Check with your doctor before you do any of these exercises. An enlarged spleen can be serious, and your doctor should give you the okay before you start any exercise program.

"Core" exercises have been the buzzword for some time. Although humans have been using their core muscles since the beginning of time, exercise scientists, physical therapists, fitness trainers, and others have recently been pushing the virtues of exercising the core. What is the core? The core is loosely defined as the spine, abdomen, pelvis, and hips, and the muscles that support these structures for posture and movement. More than 30 different muscles may be involved. Some of the main core muscles are the erector spinae (located in your back along your spine), the internal and external obliques (the sides of your abdomen), the transverse abdominis (located deep in your gut, this muscle pulls your belly button in toward your spine), the rectus abdominis (the "six-pack"), and hip flexors (in your pelvis and upper leg). These and many other muscles team up to support and stabilize your body when you walk, run, and do many other activities. Although there isn't a large body of research at this time, the evidence that exists suggests that a strong core can help control movement, improve posture, protect the low back, hips, and even knees from injury, and provide a more stable center of gravity and base for movement.

Importantly, core muscles work best when they work together. For example, a golfer who has a strong core may swing the club better if all the muscles in his abdomen, low back, and hips, work synergistically. If his low back muscles don't work in unison with his abs and hips, then the swing might be off. The same holds true for all other sports movements, recreational exercise, and even activities of daily living like pushing a grocery cart, opening a heavy door, or carrying a package.

How do you get the core muscles to work together? Here are some tips:

    1. Identify effective core exercises that work the muscles together.
    2. Do the exercises slowly, focusing on the muscles as you do them.
    3. Don't hold your breath while doing them. Instead, breathe slowly in and out through your nose and mouth. There is no reason to breathe just through your nose.
    4. Work hard on each exercise, and then move on to the next exercise when you are tired or lose your concentration. You want to maintain focus throughout the exercise to maximize the benefit.

Below are 10 of the best core exercises starting with gentle to more intense. In all of them, take your time and focus on your core muscles: the abdomen, hips, and back. Do them slowly so you can feel the core muscles working, and hold each for five to six seconds unless instructed otherwise. Do eight to 12 repetitions and one to three sets for each exercise.

1. Crunch:

    a. Lie on your back with feet on a chair or the wall.
    b. Keep your knees at 90 degrees.
    c. Put your hands across your chest.
    d. Pull your belly button in to activate the deep abdominal muscles.
    e. Raise your head and shoulders slowly off the floor, pause one to two seconds, then return to the floor.

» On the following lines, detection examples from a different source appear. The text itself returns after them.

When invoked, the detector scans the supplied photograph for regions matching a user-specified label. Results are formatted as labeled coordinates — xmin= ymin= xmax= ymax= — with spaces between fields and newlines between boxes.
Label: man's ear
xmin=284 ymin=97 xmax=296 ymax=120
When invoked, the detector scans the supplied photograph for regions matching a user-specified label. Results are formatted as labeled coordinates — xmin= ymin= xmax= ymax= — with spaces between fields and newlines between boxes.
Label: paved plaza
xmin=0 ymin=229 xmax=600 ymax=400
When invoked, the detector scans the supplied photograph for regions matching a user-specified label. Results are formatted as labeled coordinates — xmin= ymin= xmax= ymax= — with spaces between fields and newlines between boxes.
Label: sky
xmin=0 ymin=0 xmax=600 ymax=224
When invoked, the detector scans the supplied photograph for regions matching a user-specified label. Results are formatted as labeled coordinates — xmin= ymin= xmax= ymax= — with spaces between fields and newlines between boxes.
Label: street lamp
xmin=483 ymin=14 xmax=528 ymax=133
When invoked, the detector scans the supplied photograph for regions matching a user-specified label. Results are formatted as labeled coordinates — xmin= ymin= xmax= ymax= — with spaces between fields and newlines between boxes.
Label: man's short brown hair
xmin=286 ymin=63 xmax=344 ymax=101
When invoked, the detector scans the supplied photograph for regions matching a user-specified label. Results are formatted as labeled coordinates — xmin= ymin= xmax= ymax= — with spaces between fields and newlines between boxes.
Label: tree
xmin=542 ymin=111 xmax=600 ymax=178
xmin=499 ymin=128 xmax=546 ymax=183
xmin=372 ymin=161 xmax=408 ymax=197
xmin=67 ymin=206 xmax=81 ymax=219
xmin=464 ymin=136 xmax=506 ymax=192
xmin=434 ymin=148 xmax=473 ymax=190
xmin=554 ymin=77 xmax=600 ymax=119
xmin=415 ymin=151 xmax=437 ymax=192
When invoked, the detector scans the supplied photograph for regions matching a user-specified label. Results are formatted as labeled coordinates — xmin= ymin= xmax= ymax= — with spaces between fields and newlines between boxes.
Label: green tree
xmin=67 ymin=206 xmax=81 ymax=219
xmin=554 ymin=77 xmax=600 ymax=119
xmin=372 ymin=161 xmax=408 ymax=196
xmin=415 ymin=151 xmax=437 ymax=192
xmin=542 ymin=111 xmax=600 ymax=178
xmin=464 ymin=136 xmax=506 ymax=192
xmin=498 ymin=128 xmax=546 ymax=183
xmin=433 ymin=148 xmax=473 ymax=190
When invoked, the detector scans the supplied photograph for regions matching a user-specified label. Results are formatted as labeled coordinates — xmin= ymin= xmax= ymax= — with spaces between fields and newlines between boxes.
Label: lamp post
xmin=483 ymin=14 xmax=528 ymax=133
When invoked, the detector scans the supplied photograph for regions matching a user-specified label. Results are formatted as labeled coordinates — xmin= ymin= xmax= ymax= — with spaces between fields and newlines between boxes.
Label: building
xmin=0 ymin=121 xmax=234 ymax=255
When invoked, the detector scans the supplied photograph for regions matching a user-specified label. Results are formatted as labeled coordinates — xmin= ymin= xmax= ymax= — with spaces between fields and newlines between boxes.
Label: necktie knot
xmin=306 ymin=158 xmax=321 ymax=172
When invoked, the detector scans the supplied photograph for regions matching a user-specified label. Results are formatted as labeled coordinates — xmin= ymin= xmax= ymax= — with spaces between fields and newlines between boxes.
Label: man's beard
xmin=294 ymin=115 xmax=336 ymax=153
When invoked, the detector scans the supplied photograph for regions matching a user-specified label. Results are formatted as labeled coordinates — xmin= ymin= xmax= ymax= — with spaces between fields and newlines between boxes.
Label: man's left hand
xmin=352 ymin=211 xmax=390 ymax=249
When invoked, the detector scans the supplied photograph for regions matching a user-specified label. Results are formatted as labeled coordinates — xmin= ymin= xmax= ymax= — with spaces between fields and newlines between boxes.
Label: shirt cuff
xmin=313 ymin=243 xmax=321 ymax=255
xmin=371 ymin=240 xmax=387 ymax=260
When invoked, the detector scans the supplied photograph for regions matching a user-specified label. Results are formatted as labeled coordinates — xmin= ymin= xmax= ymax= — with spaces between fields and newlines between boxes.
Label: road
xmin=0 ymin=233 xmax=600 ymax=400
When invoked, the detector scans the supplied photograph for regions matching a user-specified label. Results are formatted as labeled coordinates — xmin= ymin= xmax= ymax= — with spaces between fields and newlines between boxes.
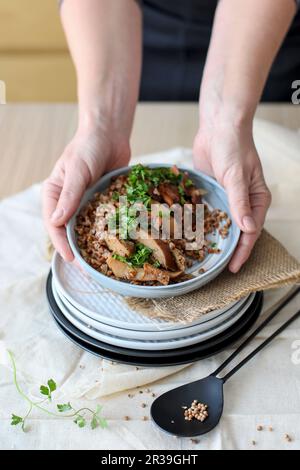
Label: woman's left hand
xmin=194 ymin=122 xmax=271 ymax=273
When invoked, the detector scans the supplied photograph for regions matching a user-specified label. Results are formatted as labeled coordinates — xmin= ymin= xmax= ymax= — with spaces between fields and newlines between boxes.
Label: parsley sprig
xmin=8 ymin=351 xmax=107 ymax=432
xmin=126 ymin=164 xmax=182 ymax=207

2. Quadruped (sometimes called Bird Dog):

    a. Start on your hands and knees.
    b. Lift your left leg straight back, then your right leg.
    c. Now try lifting your left leg and right arm at the same time, then switch.

3. Superman (You've done this if you practice Hatha Yoga.):

    a. Lie on your belly (you can use a small pillow or rolled-up towel under your hips for support).
    b. Lift your right arm and left leg off the floor.
    c. For a more advanced exercise, lift both arms and both legs off the floor simultaneously. You can start with arms at your sides and then progress to the arms overhead.

4. Plank (primary muscles are back, abs, and legs):

    a. Lie on your belly with your forearms flat on the floor alongside your shoulders.
    b. Lift your hips off the floor with your back straight so that you are resting on just your forearms and your toes.
    c. Focus on the muscles in your hips, abs, and low back (those are your core muscles working).
    d. Hold for five to six seconds.